Do Micro Ao Macro
Lixo urbano pode agravar ou frear o aquecimento: veja o que estudo internacional revelou no Brasil
Dados do Brasil apontam que políticas de Resíduo Zero podem cortar em até 40% o aquecimento até 2060


Um estudo conduzido pela Aliança Global por Alternativas à Incineração (GAIA) demonstrou que a queima de resíduos domiciliares amplia emissões de dióxido de carbono e agrava a crise climática. A pesquisa comparou três estratégias de gestão de lixo em Lagos (Nigéria), Quezon City (Filipinas) e Barueri (Brasil): aterros, incineradores e sistemas de Resíduo Zero.
No caso brasileiro, o Instituto Pólis foi responsável pela coleta e modelagem dos dados de Barueri. As projeções até 2060 apontaram que a compostagem e a reciclagem poderiam reduzir em 40% o aquecimento climático em relação à incineração, equivalente à retirada de 650 mil carros das ruas por um ano.
Cenários projetados
Em Barueri, a comparação de cenários estimou 11,4 milhões de toneladas de CO₂ equivalente em aterros, 10,2 milhões em incineradores e 6,7 milhões em sistemas de Resíduo Zero até 2060. A diferença está relacionada à capacidade de compostagem e reciclagem de cortar emissões de metano e dióxido de carbono.

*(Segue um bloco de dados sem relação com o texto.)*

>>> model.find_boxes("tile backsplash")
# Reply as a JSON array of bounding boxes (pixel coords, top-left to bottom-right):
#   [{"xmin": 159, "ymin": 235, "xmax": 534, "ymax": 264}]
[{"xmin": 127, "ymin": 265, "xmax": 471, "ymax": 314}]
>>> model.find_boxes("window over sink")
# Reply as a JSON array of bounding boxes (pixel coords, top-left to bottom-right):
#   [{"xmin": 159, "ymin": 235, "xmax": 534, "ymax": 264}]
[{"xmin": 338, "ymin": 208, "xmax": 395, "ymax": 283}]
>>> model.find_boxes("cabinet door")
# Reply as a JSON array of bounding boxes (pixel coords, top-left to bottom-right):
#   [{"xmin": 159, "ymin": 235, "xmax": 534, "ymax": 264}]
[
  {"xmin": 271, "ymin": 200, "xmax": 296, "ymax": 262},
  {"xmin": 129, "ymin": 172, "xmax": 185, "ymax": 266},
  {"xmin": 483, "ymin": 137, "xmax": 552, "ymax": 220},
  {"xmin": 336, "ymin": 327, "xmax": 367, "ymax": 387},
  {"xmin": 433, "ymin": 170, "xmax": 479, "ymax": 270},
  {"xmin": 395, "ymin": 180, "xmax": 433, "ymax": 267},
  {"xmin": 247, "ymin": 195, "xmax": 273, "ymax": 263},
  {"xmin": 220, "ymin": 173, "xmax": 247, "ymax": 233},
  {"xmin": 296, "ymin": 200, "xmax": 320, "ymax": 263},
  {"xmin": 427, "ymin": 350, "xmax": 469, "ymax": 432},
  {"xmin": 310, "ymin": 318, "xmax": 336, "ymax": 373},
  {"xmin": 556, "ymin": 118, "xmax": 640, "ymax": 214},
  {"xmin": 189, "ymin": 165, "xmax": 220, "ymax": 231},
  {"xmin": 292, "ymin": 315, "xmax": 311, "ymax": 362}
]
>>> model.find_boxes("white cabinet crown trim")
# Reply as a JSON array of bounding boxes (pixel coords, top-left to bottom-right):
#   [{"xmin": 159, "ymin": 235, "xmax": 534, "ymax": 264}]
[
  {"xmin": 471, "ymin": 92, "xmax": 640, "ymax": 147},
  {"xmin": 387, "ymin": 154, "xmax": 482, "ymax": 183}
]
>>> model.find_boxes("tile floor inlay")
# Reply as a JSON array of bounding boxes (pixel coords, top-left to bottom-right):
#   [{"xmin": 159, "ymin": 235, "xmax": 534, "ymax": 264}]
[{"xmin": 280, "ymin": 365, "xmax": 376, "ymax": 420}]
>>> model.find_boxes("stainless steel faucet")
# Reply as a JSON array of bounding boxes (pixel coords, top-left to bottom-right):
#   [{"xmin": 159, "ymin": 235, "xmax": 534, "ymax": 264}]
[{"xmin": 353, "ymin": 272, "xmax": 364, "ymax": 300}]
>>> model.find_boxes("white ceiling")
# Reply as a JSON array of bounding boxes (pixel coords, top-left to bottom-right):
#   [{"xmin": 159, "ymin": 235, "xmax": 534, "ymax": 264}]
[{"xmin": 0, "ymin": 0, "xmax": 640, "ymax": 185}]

Enquanto o metano é mais potente no curto prazo, o CO₂ permanece por séculos na atmosfera, exigindo soluções que enfrentem ambos os gases. A análise também mostrou que reciclagem e compostagem são mais baratas, criam mais empregos por tonelada de resíduo e fortalecem a economia circular.
Avanço da incineração
Apesar das evidências, Barueri avança na instalação do primeiro incinerador de lixo do Brasil. Uma Ação Civil Pública questiona a obra por irregularidades no licenciamento e riscos para a população. O pedido de licença entregue à CETESB em 2024 foi baseado em estudo simplificado, sem audiência pública atualizada nem relatório completo de impacto ambiental.
Em São Paulo, a Prefeitura prevê investir R$ 80 bilhões em incineração nos próximos 20 anos, valor que poderia ser destinado a programas de reciclagem, compostagem e reúso.
De acordo com Victor Argentino, coordenador de projetos do Instituto Pólis, “esses projetos drenam o orçamento público e aumentam custos para a população, além de gerar menos empregos do que alternativas de Resíduo Zero”.
Impacto social
Além do efeito climático, a instalação de incineradores ameaça o trabalho de catadores, já que prioriza a queima de resíduos recicláveis. Para Rafael Eudes, da Aliança Resíduo Zero Brasil, “a estratégia de Resíduo Zero é a via mais rápida e econômica para reduzir emissões de metano e sustentar uma transição justa”.
Segundo dados do Sistema de Estimativas de Emissões de Gases de Efeito Estufa (SEEG, 2022), a disposição de resíduos orgânicos em aterros e lixões responde por quase 10% das emissões de metano no Brasil.
Iniciativa nacional
O Instituto Pólis coordena o programa Brasil Composta Cultiva, voltado a apoiar prefeituras, cooperativas e técnicos municipais na gestão de resíduos orgânicos. A iniciativa busca reduzir o envio de material orgânico a aterros, ampliar práticas de compostagem e diminuir emissões de gases de efeito estufa no setor.
A plataforma reúne ferramentas, dados e estudos de caso e promove a troca de experiências entre gestores e catadores, com foco em justiça ambiental e em uma transição justa para o setor de resíduos.